L’onere della prova della esistenza del diritto alla detrazione ricade, infatti, integralmente sul contribuente che la invoca, e non
grava sull’ufficio. Deve essere il contribuente, e non l’ufficio impostore, a fornire la prova delle circostanze addotte, sull’esistenza degli acquisti di beni e sull’acquisizione di servizi cui si riferirebbero le fatture non reperite, sull’effettivo pagamento dell’IVA passiva rispetto ad esse, sulla loro detraibilità (anche nel senso della riferibilità delle operazioni all’attività di impresa). Ciò non impedisce, del resto, che, se si è effettivamente trovato privo delle fatture passive per causa di forza maggiore, il contribuente IVA possa ricostruirne il contenuto (per esempio acquisendo presso i fornitori copia delle fatture stesse oppure attestazioni di contenuto equivalente, dimostrando l’effettiva esistenza dei rapporti sostanziali relativi alle varie operazioni, ecc). È evidente, del resto, che, nel caso in cui siano possibili riscontri incrociati, è molto più facile per il contribuente interessato che per l’Ufficio procurarsi la documentazione necessaria; ne’ sussistono ragioni per addossare un simile onere all’Ufficio stesso.
E’ quindi indubitabile che grava sul contribuente l’onere della prova dell’esistenza del diritto alla detrazione (Cass. n. 13605 del 2003) ed altresì che sempre sul medesimo gravi l’onere di provare evidentemente nei gradi di merito, trattandosi di accertamento in fatto – sia l’esistenza di una forza maggiore che abbia determinato la perdita delle fatture in originale, sia la ricostruzione delle stesse a mezzo dell’opera dei fornitori dei servizi.
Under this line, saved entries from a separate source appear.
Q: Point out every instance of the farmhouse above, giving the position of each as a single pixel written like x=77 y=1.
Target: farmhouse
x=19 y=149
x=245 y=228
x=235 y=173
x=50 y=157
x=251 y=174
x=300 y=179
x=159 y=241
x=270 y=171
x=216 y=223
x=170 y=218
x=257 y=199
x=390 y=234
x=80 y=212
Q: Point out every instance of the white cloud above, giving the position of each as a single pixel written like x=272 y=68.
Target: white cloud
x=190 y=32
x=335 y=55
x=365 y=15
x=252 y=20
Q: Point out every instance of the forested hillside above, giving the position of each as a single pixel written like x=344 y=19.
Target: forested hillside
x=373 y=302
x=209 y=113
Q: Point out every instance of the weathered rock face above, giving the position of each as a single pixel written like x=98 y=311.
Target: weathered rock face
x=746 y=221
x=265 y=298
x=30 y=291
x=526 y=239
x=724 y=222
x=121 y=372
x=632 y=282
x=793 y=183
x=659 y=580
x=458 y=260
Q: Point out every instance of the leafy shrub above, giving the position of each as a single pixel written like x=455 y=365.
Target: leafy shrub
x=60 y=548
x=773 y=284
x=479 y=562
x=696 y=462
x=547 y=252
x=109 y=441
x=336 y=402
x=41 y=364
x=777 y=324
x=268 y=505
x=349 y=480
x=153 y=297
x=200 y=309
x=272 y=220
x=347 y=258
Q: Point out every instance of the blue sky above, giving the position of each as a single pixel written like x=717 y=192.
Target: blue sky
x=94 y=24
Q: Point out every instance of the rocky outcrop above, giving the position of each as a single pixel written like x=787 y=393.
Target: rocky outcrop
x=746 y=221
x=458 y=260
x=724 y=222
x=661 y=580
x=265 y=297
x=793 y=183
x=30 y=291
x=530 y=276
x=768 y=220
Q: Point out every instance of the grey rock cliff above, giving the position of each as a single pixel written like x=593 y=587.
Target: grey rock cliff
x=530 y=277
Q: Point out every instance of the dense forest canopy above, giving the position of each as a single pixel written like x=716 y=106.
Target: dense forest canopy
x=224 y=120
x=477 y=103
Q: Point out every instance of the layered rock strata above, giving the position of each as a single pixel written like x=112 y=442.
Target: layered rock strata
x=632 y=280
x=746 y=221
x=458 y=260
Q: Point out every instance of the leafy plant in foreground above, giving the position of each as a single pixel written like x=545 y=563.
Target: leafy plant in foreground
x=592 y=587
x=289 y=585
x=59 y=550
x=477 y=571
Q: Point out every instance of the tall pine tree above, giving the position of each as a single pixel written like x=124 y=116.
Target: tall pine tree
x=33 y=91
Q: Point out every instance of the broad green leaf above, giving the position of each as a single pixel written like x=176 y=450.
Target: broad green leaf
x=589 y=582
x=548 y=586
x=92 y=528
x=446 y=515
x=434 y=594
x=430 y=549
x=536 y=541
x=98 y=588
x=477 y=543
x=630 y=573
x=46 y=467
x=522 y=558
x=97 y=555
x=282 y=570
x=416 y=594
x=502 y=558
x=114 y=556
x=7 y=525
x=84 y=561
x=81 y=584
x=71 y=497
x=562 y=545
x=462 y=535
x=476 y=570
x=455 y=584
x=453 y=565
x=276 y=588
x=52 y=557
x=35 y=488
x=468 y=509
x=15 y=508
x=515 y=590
Nel processo tributario, inoltre, una volta che il contribuente assolva l’onere, a suo carico, di provare il fatto costitutivo del diritto alla deduzione dei costi o alla detrazione dell’IVA mediante la produzione delle fatture, l’Amministrazione finanziaria ne può dimostrarne l’inattendibilità anche mediante presunzioni, sicché il giudice di merito deve prendere in considerazione il complessivo
quadro probatorio al fine di verificare l’esistenza o meno delle operazioni fatturate, ivi compresi i fatti secondari indicati.
6.Il giudice di merito non si è conformato ai suesposti principi ritenendo sussistere il diritto alla deduzione dei costi in favore di RAGIONE_SOCIALE in forza nella mera contestazione del comportamento dell’Ufficio, senza valutare gli specifici elementi offerti dall’Agenzia né la sussistenza, carenza o sufficienza della prova da parte della contribuente, gravata, come innanzi evidenziato, dell’onere probatorio di cui si discorre.
7. In virtù di quanto fin qui esposto il ricorso deve essere accolto e la sentenza impugnata deve essere cassata.
Ne consegue il rigetto del primo motivo, l’accoglimento del terzo, con assorbimento del secondo motivo, la cassazione della sentenza con rinvio alla Corte di Giustizia tributaria della Campania, in diversa composizione che regolerà altresì le spese del presente giudizio.
P.Q.M.
Rigetta il primo motivo, accoglie il terzo, assorbito il secondo, e cassa la sentenza impugnata con rinvio alla Corte di Giustizia tributaria del Molise, in diversa composizione che regolerà altresì le spese del presente giudizio.